Sir Declan, who was speaking to an Assembly committee on a proposed Bill of Rights for Northern Ireland on Thursday, was asked by Ulster Unionist Party MLA Mike Nesbitt for his take on the public’s view of the impartiality and independence of the judiciary.

Referring to a Daily Mail front page of 2016 that used the headline “Enemies of the People” as it criticised an English high court decision that the British government needed the consent of the Westminster parliament before it could trigger article 50 to quit the EU, Mr Nesbitt said there was evidence that when judgments were taken on political matters the “judiciary takes a hit”.

Sir Declan said there was no doubt that such headlines could be “damaging to public confidence” but what was clear was the judgment by the court was correct.

“It is maybe more important that the judiciary are seen to be able to speak truth to power,” he told the members of the ad-hoc committee on a Bill of Rights.

“Nobody really disputes now that the decision which was the subject of that headline was absolutely right, that parliament should be in control and that it’s not for the executive to go off and start changing the law on its own,” he added.

Social issues

The Lord Chief Justice said that the courts in Northern Ireland had had a lot of social issues to deal with in the past 10 or 11 years which in the previous 10 years would not have been a feature of the courts.

“They have made life difficult for the courts from time to time. But I don’t think in this jurisdiction anyway that there has been a material impact upon public confidence on the independence and integrity of the judiciary as a result,” he said.

He agreed with Mr Nesbitt that such headlines had no actual impact on how judges performed their functions. “At the end of the day, we have to deal with cases that come in front of us and apply the law to them. We don’t make the law up.”

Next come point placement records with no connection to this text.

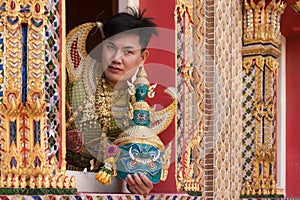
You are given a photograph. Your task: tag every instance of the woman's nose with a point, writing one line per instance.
(117, 57)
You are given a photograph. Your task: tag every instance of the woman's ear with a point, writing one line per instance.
(144, 57)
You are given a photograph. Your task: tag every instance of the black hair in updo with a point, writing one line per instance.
(133, 22)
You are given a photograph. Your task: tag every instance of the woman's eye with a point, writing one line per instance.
(128, 52)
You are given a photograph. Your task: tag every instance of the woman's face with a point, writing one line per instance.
(121, 57)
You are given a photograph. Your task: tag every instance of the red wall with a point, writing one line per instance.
(293, 117)
(160, 67)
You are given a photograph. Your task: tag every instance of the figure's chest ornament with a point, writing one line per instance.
(139, 149)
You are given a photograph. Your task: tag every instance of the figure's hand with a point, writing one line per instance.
(139, 184)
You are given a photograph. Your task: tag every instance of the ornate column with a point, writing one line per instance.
(261, 37)
(29, 107)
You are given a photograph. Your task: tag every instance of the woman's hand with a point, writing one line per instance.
(139, 184)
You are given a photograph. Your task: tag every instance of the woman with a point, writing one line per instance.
(105, 105)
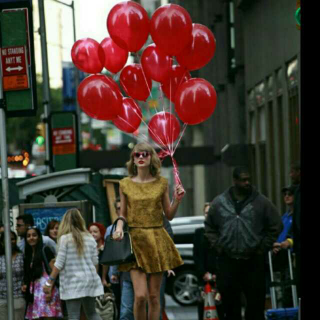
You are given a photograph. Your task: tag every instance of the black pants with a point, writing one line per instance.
(238, 275)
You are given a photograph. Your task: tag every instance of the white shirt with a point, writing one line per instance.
(78, 275)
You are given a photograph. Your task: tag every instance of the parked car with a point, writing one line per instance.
(183, 288)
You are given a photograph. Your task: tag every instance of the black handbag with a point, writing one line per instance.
(117, 252)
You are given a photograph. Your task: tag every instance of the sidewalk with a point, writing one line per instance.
(175, 311)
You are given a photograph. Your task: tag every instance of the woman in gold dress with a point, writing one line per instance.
(144, 199)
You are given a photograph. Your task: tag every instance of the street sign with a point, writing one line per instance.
(14, 61)
(64, 140)
(17, 71)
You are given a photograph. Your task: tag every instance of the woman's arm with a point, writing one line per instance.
(123, 214)
(171, 209)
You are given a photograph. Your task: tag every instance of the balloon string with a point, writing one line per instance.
(145, 78)
(181, 135)
(141, 135)
(166, 136)
(141, 118)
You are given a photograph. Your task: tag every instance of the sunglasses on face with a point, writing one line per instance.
(32, 227)
(144, 154)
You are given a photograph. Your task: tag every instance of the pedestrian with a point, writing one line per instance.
(77, 266)
(111, 275)
(295, 175)
(98, 230)
(205, 264)
(241, 227)
(38, 262)
(144, 198)
(127, 292)
(52, 230)
(19, 302)
(23, 222)
(285, 242)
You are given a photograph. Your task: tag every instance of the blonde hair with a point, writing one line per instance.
(72, 222)
(155, 163)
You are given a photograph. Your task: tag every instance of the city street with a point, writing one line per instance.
(175, 311)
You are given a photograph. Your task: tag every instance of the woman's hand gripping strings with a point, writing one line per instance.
(169, 208)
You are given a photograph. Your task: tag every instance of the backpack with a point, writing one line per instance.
(106, 306)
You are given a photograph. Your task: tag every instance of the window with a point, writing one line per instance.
(279, 84)
(232, 41)
(294, 112)
(272, 152)
(281, 144)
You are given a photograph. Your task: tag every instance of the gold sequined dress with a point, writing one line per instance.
(154, 249)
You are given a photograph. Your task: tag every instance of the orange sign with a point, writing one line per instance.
(63, 141)
(18, 82)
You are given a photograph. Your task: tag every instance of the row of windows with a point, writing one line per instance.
(274, 130)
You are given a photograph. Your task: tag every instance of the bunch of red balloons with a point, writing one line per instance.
(174, 35)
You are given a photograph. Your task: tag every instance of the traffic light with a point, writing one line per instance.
(298, 15)
(41, 134)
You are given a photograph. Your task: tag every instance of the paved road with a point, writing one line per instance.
(176, 312)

On Brexit, Sir Declan said issues such as the future of the European Arrest Warrant and data protection were arising.

It was too early to say how these and other matters would be resolved, he said. “Some of these things will give rise to problems and the matter will come before the courts. I think there is an expectation that if Brexit comes to pass that the problems will come to the fore and that the court will be asked to deal with them.”

Sir Declan said the impact of Brexit on the law was yet to be seen, but in terms of any impact on political rights it seems this would be limited. “Whether or not that turns out to be right, who knows? Anybody who can predict any of this I think is just way ahead of the posse.”

“I can see the force of saying that we are changing our relationship with Europe in a meaningful way. It makes sense to take a look and see what the pluses and minuses from the point of view of all sorts of rights are,” he added.

Sir Declan said judges would expect to be consulted on the details of any Bill of Rights.